EDIT: To answer my own question, the about:config entry is “dom.private-attribution.submission.enabled” which should be set to “false”; for those of us who use arkenfox, you should add this to your user-overrides.js file and then run the updater:
user_pref(“dom.private-attribution.submission.enabled”, false); // Disable Privacy-Preserving Attribution
This is correct AFAICT.
EDIT EDIT: Also, possibly naive question: Why can’t Mozilla/Firefox just ask for donations like Wikipedia does instead of sneaking around, which they sort of seem to do once in a while?
- PPA doesn’t make Mozilla money.
- Firefox is developed by Mozilla Corp, which can’t take donations. Mozilla Foundation does do fundraising drives, but that’s mostly for their public advocacy (which, ironically, may be where the idea for PPA originated).
- PPA has a checkbox in about:preferences.
-
Ok (um, then they do it why?) My attention has been really divided for the past couple days, so I haven’t really read very deeply into PPA.
-
Didn’t know that; maybe they should reconfigure themselves to be more like Wikipedia? 🤷 It seems like Wikipedia has way more users than FF, and they’re able to keep going on the small donations they request from time to time.
-
Indeed it does! And it might be nice if it wasn’t checked by default like it was in mine, but ok, I guess.
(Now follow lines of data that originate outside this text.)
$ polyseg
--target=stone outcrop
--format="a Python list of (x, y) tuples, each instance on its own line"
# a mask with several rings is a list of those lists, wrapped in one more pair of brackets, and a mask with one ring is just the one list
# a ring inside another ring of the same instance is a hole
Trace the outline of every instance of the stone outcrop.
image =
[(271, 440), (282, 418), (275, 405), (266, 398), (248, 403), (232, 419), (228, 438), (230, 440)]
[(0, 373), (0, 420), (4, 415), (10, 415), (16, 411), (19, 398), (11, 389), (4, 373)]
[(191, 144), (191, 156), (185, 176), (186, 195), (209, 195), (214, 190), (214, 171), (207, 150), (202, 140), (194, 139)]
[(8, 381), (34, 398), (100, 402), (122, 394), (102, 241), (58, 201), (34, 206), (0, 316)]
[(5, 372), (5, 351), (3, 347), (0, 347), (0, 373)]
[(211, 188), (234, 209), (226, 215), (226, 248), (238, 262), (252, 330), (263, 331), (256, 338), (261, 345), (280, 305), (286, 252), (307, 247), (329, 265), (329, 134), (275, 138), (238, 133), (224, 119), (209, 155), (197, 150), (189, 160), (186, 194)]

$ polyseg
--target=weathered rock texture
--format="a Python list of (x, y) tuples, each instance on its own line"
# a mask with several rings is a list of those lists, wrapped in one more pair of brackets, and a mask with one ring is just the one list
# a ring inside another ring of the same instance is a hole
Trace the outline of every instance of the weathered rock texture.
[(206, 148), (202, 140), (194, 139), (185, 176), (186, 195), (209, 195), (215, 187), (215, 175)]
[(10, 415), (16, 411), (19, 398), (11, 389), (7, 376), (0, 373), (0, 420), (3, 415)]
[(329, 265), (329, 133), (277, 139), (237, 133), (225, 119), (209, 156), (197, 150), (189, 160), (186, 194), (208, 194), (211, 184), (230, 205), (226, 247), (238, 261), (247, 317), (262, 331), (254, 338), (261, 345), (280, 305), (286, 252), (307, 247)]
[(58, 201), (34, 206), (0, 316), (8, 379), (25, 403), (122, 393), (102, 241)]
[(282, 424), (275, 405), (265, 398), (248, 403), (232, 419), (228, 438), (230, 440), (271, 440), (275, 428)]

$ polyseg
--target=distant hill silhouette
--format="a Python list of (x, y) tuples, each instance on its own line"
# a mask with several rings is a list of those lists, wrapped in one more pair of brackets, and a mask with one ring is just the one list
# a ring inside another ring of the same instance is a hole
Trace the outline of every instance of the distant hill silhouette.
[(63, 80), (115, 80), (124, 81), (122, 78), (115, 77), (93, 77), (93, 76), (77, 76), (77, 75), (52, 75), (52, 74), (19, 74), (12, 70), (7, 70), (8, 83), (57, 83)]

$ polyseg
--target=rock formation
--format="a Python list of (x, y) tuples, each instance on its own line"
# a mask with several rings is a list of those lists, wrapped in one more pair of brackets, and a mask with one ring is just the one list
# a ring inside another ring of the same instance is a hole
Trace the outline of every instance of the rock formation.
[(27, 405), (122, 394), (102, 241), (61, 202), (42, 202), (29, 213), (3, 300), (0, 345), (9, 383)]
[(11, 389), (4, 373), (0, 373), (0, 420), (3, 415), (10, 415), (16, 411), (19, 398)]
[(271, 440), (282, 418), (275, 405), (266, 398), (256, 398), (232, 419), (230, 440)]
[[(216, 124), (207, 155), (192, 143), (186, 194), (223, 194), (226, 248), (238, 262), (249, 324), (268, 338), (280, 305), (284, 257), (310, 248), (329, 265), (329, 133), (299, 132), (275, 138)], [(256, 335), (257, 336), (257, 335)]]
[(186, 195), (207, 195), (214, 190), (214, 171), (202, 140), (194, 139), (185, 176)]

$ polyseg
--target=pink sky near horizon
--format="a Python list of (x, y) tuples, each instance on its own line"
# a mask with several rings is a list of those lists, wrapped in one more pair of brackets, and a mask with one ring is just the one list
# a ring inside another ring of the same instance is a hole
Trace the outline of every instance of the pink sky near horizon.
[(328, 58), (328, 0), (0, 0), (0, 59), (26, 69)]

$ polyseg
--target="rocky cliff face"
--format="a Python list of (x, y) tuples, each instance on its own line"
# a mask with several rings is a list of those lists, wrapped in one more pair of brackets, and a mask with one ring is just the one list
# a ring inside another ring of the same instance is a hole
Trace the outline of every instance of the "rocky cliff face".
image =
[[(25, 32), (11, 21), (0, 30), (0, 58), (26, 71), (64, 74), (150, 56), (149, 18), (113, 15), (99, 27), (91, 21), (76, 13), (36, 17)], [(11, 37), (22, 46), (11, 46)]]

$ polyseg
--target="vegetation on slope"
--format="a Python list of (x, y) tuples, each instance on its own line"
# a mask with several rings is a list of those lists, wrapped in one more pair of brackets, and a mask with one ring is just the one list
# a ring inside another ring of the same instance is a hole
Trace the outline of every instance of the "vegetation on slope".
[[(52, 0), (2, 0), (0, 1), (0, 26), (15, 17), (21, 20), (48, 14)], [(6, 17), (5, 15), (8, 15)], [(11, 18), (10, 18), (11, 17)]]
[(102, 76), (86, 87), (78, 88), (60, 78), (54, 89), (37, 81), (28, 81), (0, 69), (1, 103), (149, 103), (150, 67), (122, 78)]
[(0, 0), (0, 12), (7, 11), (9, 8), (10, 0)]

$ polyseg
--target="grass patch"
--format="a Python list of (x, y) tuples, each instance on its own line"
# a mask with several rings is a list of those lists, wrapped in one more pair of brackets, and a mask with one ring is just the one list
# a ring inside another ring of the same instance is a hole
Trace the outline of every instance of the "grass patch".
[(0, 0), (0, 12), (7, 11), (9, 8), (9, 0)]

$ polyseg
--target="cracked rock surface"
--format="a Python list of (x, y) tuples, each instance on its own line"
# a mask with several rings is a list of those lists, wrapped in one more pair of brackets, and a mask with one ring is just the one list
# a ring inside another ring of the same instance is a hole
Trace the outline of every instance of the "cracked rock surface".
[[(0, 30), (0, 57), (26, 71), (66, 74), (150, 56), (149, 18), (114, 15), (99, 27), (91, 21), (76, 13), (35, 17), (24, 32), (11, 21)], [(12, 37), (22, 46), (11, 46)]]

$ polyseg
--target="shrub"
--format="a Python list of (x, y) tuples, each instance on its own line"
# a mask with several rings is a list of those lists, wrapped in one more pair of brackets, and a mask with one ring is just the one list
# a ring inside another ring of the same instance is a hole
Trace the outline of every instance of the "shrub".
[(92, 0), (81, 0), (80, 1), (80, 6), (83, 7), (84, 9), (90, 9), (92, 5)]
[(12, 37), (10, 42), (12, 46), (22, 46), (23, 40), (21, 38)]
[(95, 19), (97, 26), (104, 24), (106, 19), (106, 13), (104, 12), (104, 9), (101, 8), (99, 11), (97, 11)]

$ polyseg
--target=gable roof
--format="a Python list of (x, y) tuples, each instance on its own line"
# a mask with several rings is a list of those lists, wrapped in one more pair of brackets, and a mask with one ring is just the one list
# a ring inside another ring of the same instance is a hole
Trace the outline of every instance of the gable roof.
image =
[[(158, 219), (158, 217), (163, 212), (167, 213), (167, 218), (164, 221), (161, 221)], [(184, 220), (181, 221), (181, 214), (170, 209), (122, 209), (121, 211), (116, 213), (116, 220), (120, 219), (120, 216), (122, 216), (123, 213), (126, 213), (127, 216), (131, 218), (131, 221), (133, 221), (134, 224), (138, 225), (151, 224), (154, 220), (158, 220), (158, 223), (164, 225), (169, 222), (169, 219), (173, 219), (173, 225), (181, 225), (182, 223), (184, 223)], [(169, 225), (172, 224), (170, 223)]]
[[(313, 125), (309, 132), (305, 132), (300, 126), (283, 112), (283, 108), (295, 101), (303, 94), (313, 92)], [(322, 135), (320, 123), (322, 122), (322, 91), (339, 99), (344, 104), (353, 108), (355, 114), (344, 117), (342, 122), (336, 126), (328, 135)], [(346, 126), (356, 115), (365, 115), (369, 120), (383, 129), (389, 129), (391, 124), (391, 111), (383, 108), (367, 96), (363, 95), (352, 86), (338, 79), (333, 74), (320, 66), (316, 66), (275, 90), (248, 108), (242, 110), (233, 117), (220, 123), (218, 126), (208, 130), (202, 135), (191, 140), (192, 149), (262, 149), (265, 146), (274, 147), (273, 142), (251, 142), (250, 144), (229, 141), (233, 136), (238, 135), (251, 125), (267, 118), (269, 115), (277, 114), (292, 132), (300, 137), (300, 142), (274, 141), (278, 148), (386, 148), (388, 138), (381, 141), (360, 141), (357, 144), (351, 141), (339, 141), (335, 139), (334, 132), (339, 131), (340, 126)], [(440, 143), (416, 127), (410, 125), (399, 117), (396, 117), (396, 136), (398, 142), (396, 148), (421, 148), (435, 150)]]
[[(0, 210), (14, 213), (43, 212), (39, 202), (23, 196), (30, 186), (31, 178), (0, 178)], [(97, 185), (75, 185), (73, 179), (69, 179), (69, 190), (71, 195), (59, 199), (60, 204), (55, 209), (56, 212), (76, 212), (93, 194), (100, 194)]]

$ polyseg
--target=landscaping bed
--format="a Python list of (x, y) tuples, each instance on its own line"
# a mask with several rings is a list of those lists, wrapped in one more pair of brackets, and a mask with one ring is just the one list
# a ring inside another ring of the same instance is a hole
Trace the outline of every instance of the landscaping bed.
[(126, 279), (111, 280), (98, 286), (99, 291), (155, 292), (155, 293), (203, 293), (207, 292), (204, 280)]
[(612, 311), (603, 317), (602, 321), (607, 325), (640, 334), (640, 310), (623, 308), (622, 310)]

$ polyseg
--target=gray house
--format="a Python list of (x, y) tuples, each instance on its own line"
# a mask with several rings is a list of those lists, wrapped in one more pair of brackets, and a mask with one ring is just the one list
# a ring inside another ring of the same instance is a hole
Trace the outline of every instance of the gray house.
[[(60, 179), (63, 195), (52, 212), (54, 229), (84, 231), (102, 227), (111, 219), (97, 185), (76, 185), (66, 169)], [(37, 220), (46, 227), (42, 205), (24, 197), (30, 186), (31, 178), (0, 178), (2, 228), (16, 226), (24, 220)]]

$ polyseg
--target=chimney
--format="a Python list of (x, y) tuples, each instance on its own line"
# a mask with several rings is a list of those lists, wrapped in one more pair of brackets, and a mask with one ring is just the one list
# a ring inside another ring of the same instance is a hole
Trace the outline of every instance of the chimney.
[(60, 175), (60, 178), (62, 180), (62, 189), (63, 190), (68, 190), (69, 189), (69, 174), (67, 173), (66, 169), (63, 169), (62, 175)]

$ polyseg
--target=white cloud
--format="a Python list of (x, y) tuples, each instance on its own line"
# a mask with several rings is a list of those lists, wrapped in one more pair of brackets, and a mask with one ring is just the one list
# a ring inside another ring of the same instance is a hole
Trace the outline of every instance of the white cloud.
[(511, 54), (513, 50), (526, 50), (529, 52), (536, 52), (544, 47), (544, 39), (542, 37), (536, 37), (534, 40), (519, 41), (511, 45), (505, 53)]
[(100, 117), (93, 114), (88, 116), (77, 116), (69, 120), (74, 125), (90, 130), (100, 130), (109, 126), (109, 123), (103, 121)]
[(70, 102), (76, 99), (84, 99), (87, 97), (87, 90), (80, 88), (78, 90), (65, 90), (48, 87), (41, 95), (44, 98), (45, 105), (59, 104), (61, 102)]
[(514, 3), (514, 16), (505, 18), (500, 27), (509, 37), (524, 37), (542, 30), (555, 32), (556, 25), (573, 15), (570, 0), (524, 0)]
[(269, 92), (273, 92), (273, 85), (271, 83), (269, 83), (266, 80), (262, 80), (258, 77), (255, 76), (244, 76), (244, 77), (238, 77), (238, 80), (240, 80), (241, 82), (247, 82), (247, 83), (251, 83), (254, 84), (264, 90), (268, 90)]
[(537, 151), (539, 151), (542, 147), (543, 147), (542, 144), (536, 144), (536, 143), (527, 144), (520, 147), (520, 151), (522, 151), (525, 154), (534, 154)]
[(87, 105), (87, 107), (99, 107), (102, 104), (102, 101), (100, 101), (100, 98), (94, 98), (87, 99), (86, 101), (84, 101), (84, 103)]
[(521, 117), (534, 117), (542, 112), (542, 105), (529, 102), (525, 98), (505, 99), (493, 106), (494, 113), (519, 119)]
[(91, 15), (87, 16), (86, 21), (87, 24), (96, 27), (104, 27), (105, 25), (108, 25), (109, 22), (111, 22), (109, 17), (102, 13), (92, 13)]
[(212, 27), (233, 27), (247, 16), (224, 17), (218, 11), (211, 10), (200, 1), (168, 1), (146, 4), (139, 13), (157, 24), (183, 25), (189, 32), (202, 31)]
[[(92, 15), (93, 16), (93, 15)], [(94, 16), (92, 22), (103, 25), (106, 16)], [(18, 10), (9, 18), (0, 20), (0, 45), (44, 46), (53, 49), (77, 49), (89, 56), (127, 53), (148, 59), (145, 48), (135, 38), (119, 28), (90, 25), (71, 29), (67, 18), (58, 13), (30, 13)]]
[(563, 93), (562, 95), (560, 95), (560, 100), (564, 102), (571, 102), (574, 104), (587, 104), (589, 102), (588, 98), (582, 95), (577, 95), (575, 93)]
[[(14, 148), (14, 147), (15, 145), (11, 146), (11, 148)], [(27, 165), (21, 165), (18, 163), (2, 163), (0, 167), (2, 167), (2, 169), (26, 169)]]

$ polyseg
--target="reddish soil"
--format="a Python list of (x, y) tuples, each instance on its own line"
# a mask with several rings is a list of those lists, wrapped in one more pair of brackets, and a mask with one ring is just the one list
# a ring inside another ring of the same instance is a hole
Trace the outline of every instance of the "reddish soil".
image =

Also, what have hamsters ever done to you? 😉
The support article explains the rationale.
Unchecked by default would render the experiment useless.
-
PPA/Personal Pan Pizza Privacy
Mmmm digital personal pan pizza 🤤
This is the best take I’ve seen on the whole kerfuffle so far.
I dunno.
I’m kind of enjoying watching Firefox users have to eat a little crow, since they troll the shit out of me every time I talk about Brave.
This really doesn’t make Brave look any better though, seeing as it has its own version of “privacy-focused” attention-monetization schemes (Basic Attention Tokens) and its own fair share of controversies. Not to mention being Chromium under the hood and being developed by a company headed by Brandon Eich of all people — a massive homophobe.
None of which make Firefox impeccable or ever did. But all of which made Brave decidedly worse to me, including after this all happened.